Brandt kreeg in 1971 de Nobelprijs voor de vrede. Op 24 april 1974 werd zijn naaste medewerker Guillaume ontmaskerd als DDR-spion. Brandt nam de politieke verantwoordelijkheid op zich en trad op 7 mei 1974 af. Dankzij Guillaume wist de DDR dat Brandt oprecht was in zijn ontspanningspolitiek. Brezjnev was witheet over het spionageschandaal. Hij stuurde Brandt als gebaar van vriendschap een grote hoeveelheid kaviaar. Erich Honecker beweerde later tegenover Brandt dat hij niet op de hoogte was geweest; de DDR had er juist belang bij dat Brandt zijn werk had kunnen voortzetten.

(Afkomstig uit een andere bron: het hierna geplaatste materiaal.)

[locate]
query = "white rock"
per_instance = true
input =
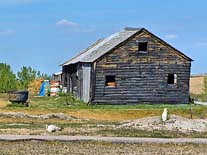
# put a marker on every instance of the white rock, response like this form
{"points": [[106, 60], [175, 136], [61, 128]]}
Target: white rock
{"points": [[164, 115], [52, 128]]}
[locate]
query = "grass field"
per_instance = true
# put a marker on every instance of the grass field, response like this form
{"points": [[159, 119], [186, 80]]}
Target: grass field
{"points": [[98, 112], [196, 85], [93, 120], [94, 148]]}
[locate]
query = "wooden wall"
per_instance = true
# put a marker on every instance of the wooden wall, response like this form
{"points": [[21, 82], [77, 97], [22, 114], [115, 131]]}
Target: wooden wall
{"points": [[142, 77]]}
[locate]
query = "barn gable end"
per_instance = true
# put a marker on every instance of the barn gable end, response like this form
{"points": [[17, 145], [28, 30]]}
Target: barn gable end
{"points": [[142, 76]]}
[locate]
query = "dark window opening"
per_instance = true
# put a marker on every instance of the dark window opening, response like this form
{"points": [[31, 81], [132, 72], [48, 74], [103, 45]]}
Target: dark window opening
{"points": [[142, 46], [110, 81], [172, 79]]}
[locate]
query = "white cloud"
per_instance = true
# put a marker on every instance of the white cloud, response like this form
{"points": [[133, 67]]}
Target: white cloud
{"points": [[7, 2], [66, 23], [201, 44], [70, 26], [6, 32], [170, 36]]}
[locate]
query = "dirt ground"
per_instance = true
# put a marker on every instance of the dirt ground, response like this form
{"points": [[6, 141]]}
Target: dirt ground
{"points": [[96, 148], [196, 85]]}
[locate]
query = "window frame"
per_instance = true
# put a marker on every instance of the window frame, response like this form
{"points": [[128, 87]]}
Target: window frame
{"points": [[142, 42], [105, 81], [175, 79]]}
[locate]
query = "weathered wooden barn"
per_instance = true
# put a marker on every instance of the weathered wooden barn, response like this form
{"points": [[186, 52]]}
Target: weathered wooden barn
{"points": [[129, 67]]}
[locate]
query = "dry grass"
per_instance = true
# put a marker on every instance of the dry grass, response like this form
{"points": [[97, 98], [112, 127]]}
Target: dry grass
{"points": [[103, 148], [196, 85]]}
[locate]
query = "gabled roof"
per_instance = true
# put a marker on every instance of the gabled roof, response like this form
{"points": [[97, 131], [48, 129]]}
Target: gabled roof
{"points": [[102, 46]]}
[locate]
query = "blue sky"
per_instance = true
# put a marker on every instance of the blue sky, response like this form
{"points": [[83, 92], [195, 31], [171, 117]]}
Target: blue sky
{"points": [[44, 33]]}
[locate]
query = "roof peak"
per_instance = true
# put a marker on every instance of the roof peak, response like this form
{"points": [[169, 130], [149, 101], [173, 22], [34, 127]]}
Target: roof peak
{"points": [[132, 28]]}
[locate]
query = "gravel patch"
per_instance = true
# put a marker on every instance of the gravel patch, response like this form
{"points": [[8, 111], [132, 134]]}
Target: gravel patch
{"points": [[175, 123], [46, 116]]}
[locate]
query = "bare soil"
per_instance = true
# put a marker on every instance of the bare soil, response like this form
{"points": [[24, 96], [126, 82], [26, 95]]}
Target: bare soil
{"points": [[175, 123]]}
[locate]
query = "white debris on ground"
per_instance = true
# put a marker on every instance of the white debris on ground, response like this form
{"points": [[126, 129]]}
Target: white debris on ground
{"points": [[52, 128], [175, 123]]}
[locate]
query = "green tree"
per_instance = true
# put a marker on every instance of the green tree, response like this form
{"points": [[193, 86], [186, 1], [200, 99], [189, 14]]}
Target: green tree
{"points": [[205, 88], [25, 76], [7, 78]]}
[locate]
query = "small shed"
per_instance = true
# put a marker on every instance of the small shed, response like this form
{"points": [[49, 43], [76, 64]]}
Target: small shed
{"points": [[129, 67]]}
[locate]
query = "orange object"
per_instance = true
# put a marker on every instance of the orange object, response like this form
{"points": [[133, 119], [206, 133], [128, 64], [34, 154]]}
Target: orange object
{"points": [[111, 84]]}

Wolf, de spionagechef van de DDR, zei dat hij zichzelf in de voet geschoten had: de affaire was een nederlaag voor de DDR. Niemand werd er beter van.
Met of zonder Brandt – de relatie tussen de Bondsrepubliek en de DDR werd uiteindelijk veel intenser dan zij ooit geweest was. In 1969 waren er slechts een half miljoen telefoongesprekken tussen beide landen gevoerd. In 1989 rinkelden de Duitse telefoons tussen oost en west meer dan 40 miljoen keer. In 1970 was er nauwelijks sprake van telefoonverkeer tussen West- en Oost-Berlijn. In 1988 werden er 10 miljoen telefoongesprekken gevoerd. In het midden van de jaren tachtig kon men vrijwel overal in de DDR de West-Duitse televisiezenders ontvangen. De DDR kreeg er nieuwe bronnen van inkomsten bij. Bonn betaalde voor de vrijlating van (politieke) gevangenen DM 96.000 per persoon, en bij gezinshereniging DM 4.500 per persoon. Er is berekend dat tot 1989 hiervoor in totaal 3 miljard DM betaald is.